The primary challenges in managing SVD are its genetic basis and rarity. As an inherited condition, it often requires genetic counseling and family screening to understand the inheritance patterns and identify at-risk individuals. The rarity means there is limited data available, making diagnosis and treatment particularly challenging, especially with the oftentimes subtle and variable initial presentation.
Although pathological myopia and RRD have been described in SVD,2,5,8 retinoschisis and FTMHs have not been previously associated with this syndrome. No participants in the Hirose et al study were reported to have a macular hole, a finding that is often related to blunt trauma in pediatric patients.2,5,9 While abnormal vitreous traction has been described in myopic degeneration, it may also be associated with SVD.10,11 We speculate that the fibrillar vitreous structure is anchored abnormally to the retina in SVD, contributing to vitreomacular traction, FTMHs, and RRD.
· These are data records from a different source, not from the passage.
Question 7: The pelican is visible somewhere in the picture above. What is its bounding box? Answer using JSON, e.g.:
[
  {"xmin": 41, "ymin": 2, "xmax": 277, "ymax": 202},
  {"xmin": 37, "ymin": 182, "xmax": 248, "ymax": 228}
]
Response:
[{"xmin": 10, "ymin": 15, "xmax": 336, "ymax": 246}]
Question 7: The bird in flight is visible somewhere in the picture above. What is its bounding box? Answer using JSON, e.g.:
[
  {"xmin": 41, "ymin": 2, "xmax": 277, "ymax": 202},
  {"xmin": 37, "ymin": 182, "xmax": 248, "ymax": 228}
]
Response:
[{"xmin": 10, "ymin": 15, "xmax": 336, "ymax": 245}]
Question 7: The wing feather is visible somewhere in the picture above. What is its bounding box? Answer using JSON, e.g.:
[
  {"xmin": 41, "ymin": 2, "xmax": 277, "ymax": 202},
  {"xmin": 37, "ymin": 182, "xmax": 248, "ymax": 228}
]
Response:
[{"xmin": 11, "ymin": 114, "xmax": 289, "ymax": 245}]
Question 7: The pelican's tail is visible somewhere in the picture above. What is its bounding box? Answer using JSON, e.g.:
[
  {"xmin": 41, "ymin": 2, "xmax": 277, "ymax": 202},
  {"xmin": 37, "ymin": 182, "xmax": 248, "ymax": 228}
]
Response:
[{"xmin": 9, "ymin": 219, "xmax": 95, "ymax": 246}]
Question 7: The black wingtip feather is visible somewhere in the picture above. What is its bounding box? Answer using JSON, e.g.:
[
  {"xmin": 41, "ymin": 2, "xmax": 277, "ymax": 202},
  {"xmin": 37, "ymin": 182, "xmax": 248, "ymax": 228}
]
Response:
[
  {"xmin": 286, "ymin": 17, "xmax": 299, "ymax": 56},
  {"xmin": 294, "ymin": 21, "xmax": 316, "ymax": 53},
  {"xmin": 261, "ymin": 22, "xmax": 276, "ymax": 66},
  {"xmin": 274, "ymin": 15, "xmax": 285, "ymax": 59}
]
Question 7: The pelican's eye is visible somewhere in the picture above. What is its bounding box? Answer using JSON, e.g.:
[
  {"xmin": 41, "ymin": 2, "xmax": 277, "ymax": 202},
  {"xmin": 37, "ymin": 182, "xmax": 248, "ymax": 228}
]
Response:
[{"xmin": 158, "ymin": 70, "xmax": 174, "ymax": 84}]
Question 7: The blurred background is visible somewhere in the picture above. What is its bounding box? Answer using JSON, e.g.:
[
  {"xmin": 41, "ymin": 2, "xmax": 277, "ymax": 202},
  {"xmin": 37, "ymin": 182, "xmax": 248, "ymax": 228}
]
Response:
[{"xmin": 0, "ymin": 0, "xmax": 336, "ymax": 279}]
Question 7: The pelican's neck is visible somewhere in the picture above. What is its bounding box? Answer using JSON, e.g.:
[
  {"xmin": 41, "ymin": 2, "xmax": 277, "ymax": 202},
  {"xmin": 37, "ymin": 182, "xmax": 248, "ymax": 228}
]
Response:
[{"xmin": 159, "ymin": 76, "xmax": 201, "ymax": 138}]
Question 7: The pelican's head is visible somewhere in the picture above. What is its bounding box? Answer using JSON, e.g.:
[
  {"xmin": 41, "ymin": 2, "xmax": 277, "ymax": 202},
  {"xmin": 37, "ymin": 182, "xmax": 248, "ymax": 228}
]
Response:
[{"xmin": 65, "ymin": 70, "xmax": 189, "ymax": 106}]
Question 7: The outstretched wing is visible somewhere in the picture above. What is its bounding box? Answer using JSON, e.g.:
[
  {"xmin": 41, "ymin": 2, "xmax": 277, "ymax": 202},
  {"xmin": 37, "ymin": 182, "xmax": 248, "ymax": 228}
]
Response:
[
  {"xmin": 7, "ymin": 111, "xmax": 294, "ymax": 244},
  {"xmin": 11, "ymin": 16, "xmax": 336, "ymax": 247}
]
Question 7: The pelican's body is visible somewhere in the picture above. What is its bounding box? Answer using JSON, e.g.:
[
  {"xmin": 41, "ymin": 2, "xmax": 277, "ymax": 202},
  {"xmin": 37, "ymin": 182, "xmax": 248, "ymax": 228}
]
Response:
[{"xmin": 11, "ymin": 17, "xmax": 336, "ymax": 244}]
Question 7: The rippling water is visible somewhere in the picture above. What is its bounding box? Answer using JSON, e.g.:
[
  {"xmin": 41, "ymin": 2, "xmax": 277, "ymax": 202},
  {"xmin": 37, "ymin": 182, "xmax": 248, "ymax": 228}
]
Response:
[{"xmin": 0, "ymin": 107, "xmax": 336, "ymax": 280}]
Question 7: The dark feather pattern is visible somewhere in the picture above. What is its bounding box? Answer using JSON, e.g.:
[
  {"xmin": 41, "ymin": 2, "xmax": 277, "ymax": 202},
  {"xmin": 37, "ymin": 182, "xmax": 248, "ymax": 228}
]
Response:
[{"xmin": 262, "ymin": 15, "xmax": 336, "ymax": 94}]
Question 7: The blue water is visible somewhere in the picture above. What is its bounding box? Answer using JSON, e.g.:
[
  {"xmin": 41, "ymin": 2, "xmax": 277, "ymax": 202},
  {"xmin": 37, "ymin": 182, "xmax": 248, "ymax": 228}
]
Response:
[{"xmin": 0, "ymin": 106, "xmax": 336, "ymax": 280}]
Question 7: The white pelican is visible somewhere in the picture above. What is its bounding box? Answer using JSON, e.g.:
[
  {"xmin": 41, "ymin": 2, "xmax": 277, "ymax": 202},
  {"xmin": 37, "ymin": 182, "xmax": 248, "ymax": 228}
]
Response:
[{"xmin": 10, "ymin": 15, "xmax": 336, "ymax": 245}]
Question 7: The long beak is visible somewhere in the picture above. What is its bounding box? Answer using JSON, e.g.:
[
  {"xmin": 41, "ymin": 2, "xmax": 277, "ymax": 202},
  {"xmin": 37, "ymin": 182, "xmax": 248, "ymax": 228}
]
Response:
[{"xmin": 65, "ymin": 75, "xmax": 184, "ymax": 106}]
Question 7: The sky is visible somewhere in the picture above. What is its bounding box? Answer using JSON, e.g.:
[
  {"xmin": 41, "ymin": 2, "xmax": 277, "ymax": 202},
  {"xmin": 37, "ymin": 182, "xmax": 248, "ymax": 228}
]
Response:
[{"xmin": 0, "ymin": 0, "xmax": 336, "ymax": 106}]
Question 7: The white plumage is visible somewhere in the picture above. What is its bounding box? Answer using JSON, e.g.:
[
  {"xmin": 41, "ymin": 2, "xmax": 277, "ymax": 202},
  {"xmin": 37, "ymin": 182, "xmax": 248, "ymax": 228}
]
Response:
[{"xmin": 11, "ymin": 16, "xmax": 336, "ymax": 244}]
RD has been reported in up to 21% of SVD patients.5 Compared with other retinal degenerations, such as Stickler syndrome, SVD patients have a much higher rate of RD (65%).12 Pediatric RDs are often more complex than those in adults due to late presentation, associated ocular anomalies, pathology in the fellow eye, and a tendency for bilateral occurrence.13 These detachments frequently require multiple surgeries to achieve anatomical success, with each procedure carrying risks such as infection, cataract formation, inflammation, and additional retinal damage.14
Pediatric patients with SVD require lifelong monitoring to manage the recurrent and progressive nature of the disease. Decision making in pediatric vitrectomies must be individualized and consider the patient’s overall development, progression of the disease, and psychosocial effect on the patient and their family. Multidisciplinary care teams, including retina specialists, pediatric ophthalmologists, and geneticists, play a vital role in managing these young patients and providing comprehensive care.
PROCEED WITH CAUTION
SVD presents significant challenges due to its rarity and genetic basis. The retinal complications of macular holes and RD necessitate timely and often repeated surgical intervention, which can be particularly challenging in young patients. Pediatric vitrectomies require long-term follow-up and careful, individualized decision making to preserve vision and quality of life for these patients.